Women assuming leadership roles in organisations in our country is always a challenge. In my case, I have always shouldered equal responsibility in farm labour with my husband. And both our labour is critical for the household income. So, when I assumed leadership responsibilities in FTAK, balancing responsibilities became a big challenge. My husband played a crucial supportive role in this. Recently we faced a major challenge when my husband had an accident – strenuous labour is not possible for him any more. This has put severe challenges in my work in FTAK. The organisation rallied behind our family and we are now setting up an organic shop in the nearby town which my husband will manage.
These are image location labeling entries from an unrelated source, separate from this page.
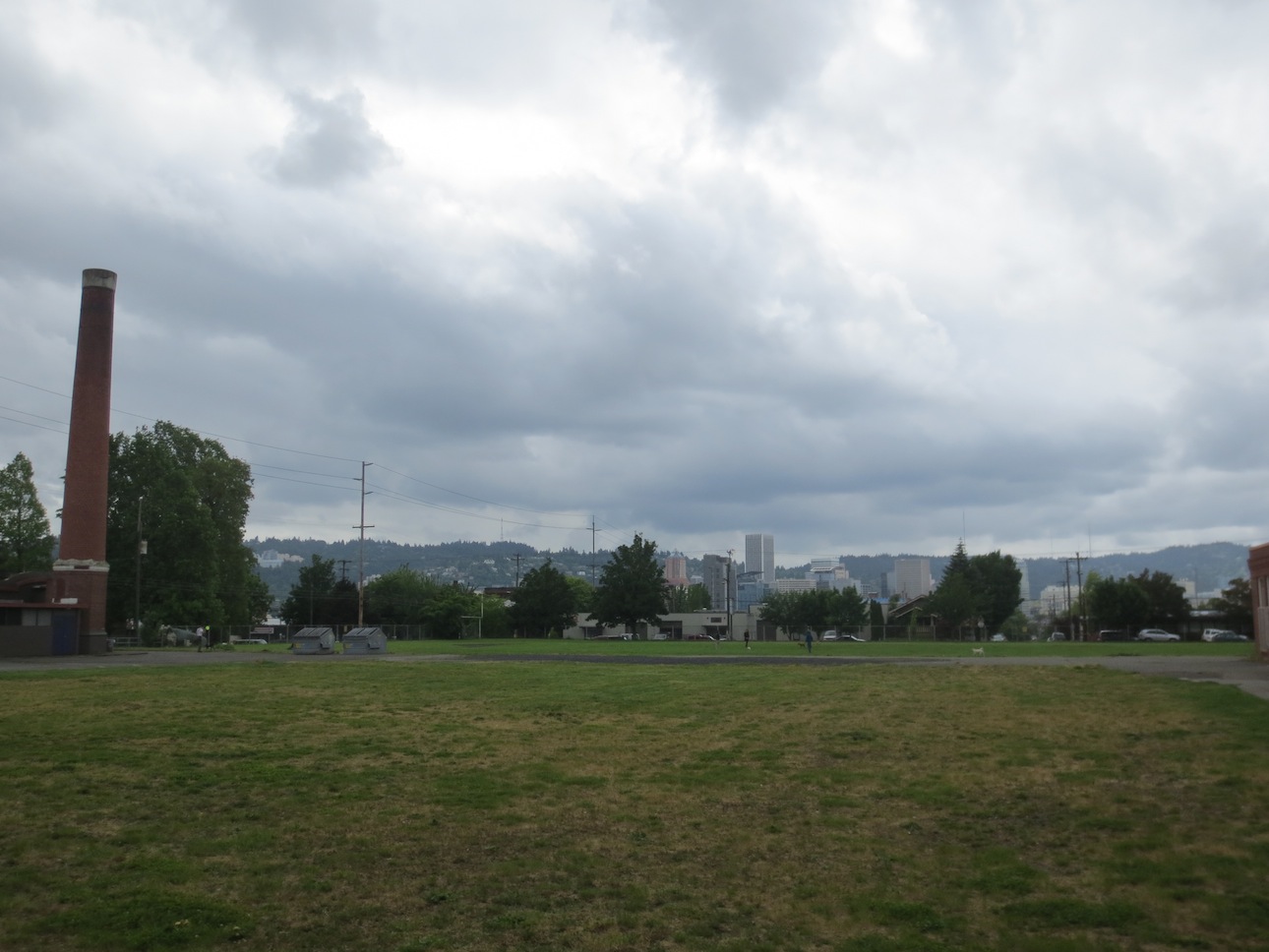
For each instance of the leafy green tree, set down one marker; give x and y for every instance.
(986, 586)
(545, 602)
(1235, 605)
(449, 611)
(397, 597)
(848, 610)
(582, 590)
(311, 597)
(1168, 603)
(997, 581)
(633, 588)
(497, 623)
(1117, 603)
(784, 611)
(189, 499)
(26, 541)
(953, 601)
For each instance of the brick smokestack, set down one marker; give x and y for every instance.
(88, 461)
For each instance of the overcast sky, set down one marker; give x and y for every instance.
(866, 274)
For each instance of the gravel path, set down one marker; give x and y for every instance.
(1251, 677)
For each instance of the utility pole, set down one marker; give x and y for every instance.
(1070, 625)
(141, 551)
(1079, 580)
(361, 566)
(726, 598)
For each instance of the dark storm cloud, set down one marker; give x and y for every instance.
(329, 143)
(865, 275)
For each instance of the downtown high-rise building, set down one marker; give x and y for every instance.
(911, 577)
(720, 581)
(760, 556)
(677, 570)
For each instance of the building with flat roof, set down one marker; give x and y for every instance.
(913, 577)
(760, 556)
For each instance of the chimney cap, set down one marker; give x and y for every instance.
(99, 278)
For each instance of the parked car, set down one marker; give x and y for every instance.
(1112, 634)
(1220, 634)
(1228, 636)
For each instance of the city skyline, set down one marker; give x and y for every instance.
(875, 275)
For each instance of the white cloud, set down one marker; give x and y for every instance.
(857, 274)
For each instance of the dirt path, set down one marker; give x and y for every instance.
(1251, 677)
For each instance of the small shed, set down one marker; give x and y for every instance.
(312, 641)
(366, 641)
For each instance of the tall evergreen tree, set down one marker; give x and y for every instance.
(545, 601)
(26, 541)
(633, 588)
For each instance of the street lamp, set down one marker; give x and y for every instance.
(141, 551)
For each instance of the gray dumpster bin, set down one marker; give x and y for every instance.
(312, 641)
(366, 641)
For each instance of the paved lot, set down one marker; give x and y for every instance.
(1251, 677)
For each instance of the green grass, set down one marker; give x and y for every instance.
(523, 806)
(476, 647)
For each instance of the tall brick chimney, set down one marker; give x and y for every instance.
(82, 567)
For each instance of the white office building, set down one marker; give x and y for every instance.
(760, 556)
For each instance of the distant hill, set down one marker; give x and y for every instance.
(488, 564)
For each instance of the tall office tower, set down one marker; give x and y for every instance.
(677, 570)
(718, 576)
(913, 576)
(760, 556)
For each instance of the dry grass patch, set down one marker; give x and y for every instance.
(454, 806)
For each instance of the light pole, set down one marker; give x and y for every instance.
(141, 551)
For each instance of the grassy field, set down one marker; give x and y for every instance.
(410, 806)
(475, 647)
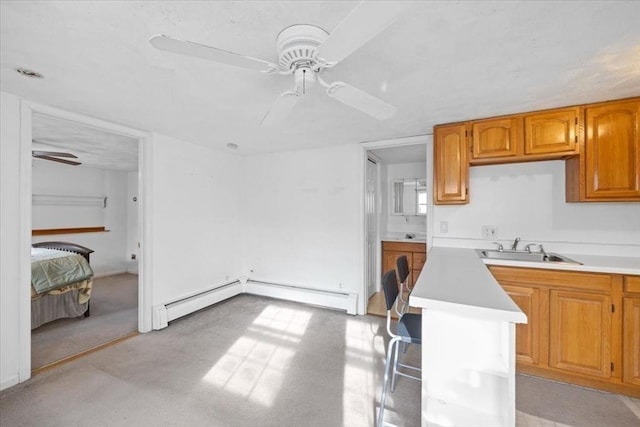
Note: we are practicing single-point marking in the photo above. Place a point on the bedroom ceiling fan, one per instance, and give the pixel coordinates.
(306, 51)
(54, 156)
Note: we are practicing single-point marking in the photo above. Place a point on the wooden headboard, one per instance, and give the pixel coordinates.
(66, 246)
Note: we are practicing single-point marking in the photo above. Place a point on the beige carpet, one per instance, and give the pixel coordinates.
(114, 313)
(256, 361)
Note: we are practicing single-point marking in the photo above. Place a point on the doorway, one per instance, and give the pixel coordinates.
(31, 139)
(389, 162)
How does the FTAK help empower its female workers / colleagues?
Unlike other villages, in our area, it is the women that took the lead in joining FTAK. The crops on our farmland had been afflicted by disease and there was hardly any income from the farm. The men had become despondent and were looking at opportunities to sell the land and migrate to the plains to find wage labour. We accessed the FTAK premium fund on no interest terms and invested in cattle, poultry, vegetable gardening etc, to slowly bring back income stability to the family. Seeing our results, men started joining the activities of the organisation. And, in 2012, after seeing our success FTAK adopted gender justice as one of the three pillars of its fair trade programme.
How important is it to reassert the role of women in the management of the farming economy?
Traditional farms in Kerala had a crucial role for women. When women manage the farm, the first priority is food for the household – not the cash earnings from the market. Lots of things on the farm that are important for women like food and crops for home remedies are not important to men, because they cannot be sold in the market. That is why biodiverse farms give way to mono crop and we end up suffering when one disease wipes out the entire farm. That is the result of women withdrawing and the market taking over. If we want biodiversity and food security, we cannot have it without empowering women. Women must have a role in the decisions on the link between the farm and the market.
What is your greatest achievement to date?
Those who have come to my house know about the bad roads to get there. Even phone connectivity is quite poor. My social contacts were limited to the village church and an occasional visit to the nearby town. I now travel to all the districts of FTAK and meet with farmers. I represent FTAK in many meetings and have even travelled abroad. These were not things I imagined would happen.
What’s the best piece of advice you have ever given?
Collectively we can do many things.
What advice would you give to your younger self?
Your grandmother was so right!
What would you like to achieve in the next five years for the FTAK and for its female workers?
I want greater control for women in the marketing of our products. We have talked at length about women’s cashew and women’s coffee – we must make that a reality soon.
What are three words you would use to describe yourself?
Hard working, responsible and committed.
The theme for the International Day of Rural Women is sustainable infrastructure, services and social protection for gender equality and the empowerment of rural women and girls. From talking to women like Aniamma, we know that empowering women leads to more sustainable farming and food security. We want to celebrate the strength and resilience of women in rural regions and spread the message that by working to improve gender equality, we are building brighter futures for younger generations.